Not a array formula, but I believe this will be faster:

I2:

=TEXTJOIN(",",1,QUERY(A:D,"Select D where A is not null "&JOIN(" and '"&H2&"' contains "," ","A" ,"B"," C"), 0))
  • QUERY to check if H contains A,B and C and return corresponding D.
  • TEXTJOIN to join the results, if multiple are present.

Drag fill down

3
votes
  • You want to achieve the result of image in your question using Google Apps Script.

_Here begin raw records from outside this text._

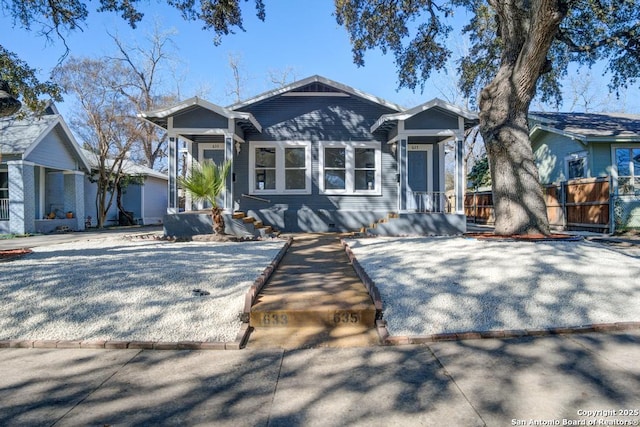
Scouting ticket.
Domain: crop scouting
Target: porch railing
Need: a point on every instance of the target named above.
(433, 202)
(4, 209)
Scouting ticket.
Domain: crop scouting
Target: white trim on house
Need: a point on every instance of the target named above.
(350, 168)
(279, 167)
(196, 101)
(435, 102)
(67, 132)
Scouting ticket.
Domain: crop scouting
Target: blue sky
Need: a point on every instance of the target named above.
(298, 35)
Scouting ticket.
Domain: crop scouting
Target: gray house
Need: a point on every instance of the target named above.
(318, 155)
(44, 174)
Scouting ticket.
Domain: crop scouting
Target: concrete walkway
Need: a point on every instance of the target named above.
(313, 299)
(467, 383)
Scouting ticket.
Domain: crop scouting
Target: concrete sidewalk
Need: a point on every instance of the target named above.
(466, 383)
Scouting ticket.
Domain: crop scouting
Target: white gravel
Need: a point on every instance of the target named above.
(117, 289)
(455, 284)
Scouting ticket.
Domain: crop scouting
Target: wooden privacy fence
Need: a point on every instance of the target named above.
(581, 204)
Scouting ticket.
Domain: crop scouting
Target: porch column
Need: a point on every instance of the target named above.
(228, 188)
(172, 163)
(74, 196)
(459, 177)
(22, 200)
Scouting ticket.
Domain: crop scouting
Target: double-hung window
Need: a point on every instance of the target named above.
(282, 167)
(350, 168)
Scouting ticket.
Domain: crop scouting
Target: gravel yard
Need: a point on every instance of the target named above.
(435, 285)
(118, 289)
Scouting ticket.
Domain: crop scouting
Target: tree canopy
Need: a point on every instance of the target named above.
(55, 18)
(519, 49)
(416, 33)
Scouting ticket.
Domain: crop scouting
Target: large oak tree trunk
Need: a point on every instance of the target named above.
(527, 29)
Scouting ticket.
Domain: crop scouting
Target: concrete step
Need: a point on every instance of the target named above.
(314, 337)
(327, 317)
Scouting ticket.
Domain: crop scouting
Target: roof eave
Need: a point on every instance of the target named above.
(314, 79)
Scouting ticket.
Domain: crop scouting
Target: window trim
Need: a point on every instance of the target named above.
(214, 146)
(280, 169)
(350, 167)
(614, 165)
(577, 156)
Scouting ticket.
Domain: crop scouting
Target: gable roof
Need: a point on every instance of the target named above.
(387, 120)
(589, 126)
(22, 136)
(159, 117)
(315, 84)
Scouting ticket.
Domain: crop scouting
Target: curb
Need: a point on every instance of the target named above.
(508, 334)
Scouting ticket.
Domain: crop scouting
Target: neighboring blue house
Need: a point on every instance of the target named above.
(588, 145)
(41, 168)
(318, 155)
(44, 174)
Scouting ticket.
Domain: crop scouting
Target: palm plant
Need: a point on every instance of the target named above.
(205, 182)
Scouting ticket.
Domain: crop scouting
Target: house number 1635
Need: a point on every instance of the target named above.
(346, 317)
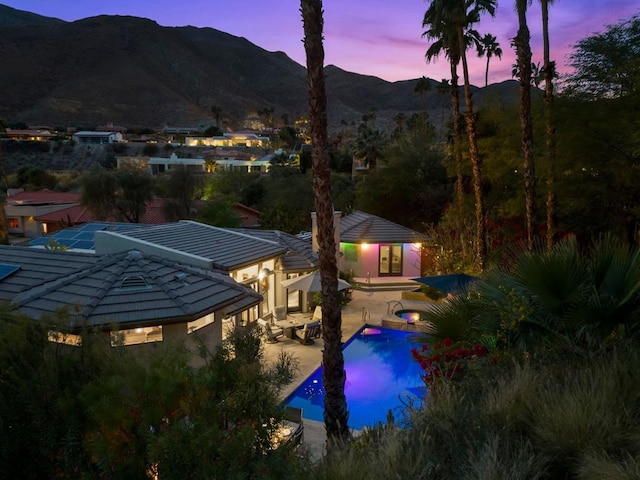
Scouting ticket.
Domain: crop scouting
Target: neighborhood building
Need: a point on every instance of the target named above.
(135, 298)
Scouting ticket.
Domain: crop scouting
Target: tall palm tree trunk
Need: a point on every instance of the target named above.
(550, 129)
(476, 161)
(523, 52)
(457, 131)
(335, 404)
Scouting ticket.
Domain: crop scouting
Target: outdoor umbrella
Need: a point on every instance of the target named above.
(453, 283)
(310, 282)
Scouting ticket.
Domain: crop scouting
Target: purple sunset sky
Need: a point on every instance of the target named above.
(369, 37)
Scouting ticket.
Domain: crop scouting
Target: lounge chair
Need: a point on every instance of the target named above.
(280, 312)
(310, 331)
(271, 332)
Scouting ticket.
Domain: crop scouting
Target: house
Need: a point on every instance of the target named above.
(250, 259)
(23, 209)
(96, 138)
(135, 298)
(372, 247)
(31, 134)
(229, 139)
(160, 165)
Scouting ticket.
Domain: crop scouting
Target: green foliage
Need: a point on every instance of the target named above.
(555, 416)
(607, 64)
(563, 296)
(411, 188)
(219, 213)
(179, 188)
(121, 194)
(34, 178)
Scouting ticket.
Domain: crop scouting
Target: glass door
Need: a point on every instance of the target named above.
(390, 261)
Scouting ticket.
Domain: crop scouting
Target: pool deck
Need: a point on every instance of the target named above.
(365, 307)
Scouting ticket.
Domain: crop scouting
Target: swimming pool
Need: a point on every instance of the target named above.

If my understanding is correct, how about this sample script? Please think of this as just one of several answers. The flow of this script is as follows.

Flow:

  1. Retrieve values from Spreadsheet.
  2. Create an object.
    • This is used for searching values from CategoryByKeywords.
  3. Create the result array using the object.
    • Here, the values of MatchedCategory is created using the object.
    • The values of Keywords are searched using indexOf from the last segment of the URL.
  4. Put the result array to the Spreadsheet.
    • In the sample script, the values are put to the column "K".

Sample script:

When you use this script, please copy and paste the script to the script editor of your shared Spreadsheet, and run the function of myFunction().

function myFunction() {
  // Retrieve values from Spreadsheet.
  var sheet = SpreadsheetApp.getActiveSheet();
  var values = sheet.getRange("A2:H" + sheet.getLastRow()).getValues();

  // Create an object.
  var obj = values.reduce(function(o1, e, i) {
    var p = e.splice(-1)[0].split("/").splice(-1)[0];
    if (p) o1.params.push(p);
    var v = e.splice(0, 4);
    var k = v.splice(-1);
    if (k[0]) {
      var obj = {};
      obj[k[0]] = v.filter(String);
      o1.values.push(obj);
    }
    return o1;
  }, {params: [], values: []});

  // Create the result array using the object.
  var res = obj.params.map(function(e) {
    return obj.values.reduce(function(ar, f, j) {
      var key = Object.keys(f)[0];
      if (f[key].every(function(g) {return e.indexOf(g) > -1})) ar.push(key);
      if (j == obj.values.length - 1 && ar.length == 0) {
        ar.push("");
      } else if (ar.length > 1) {
        ar = [ar.join(",")];
      }
      return ar;
    }, []);
  });

  // Put the result array to the column "K".
  sheet.getRange(2, 11, res.length, 1).setValues(res);
}

Note:

  • This script is for your shared Spreadsheet. When you use other designed Spreadsheet, this script might occur an error. Please be careful this.

References:

I thought that I will study from your this question. So I tried to think of the solution. If I misunderstood your question and this was not the result you want, I apologize.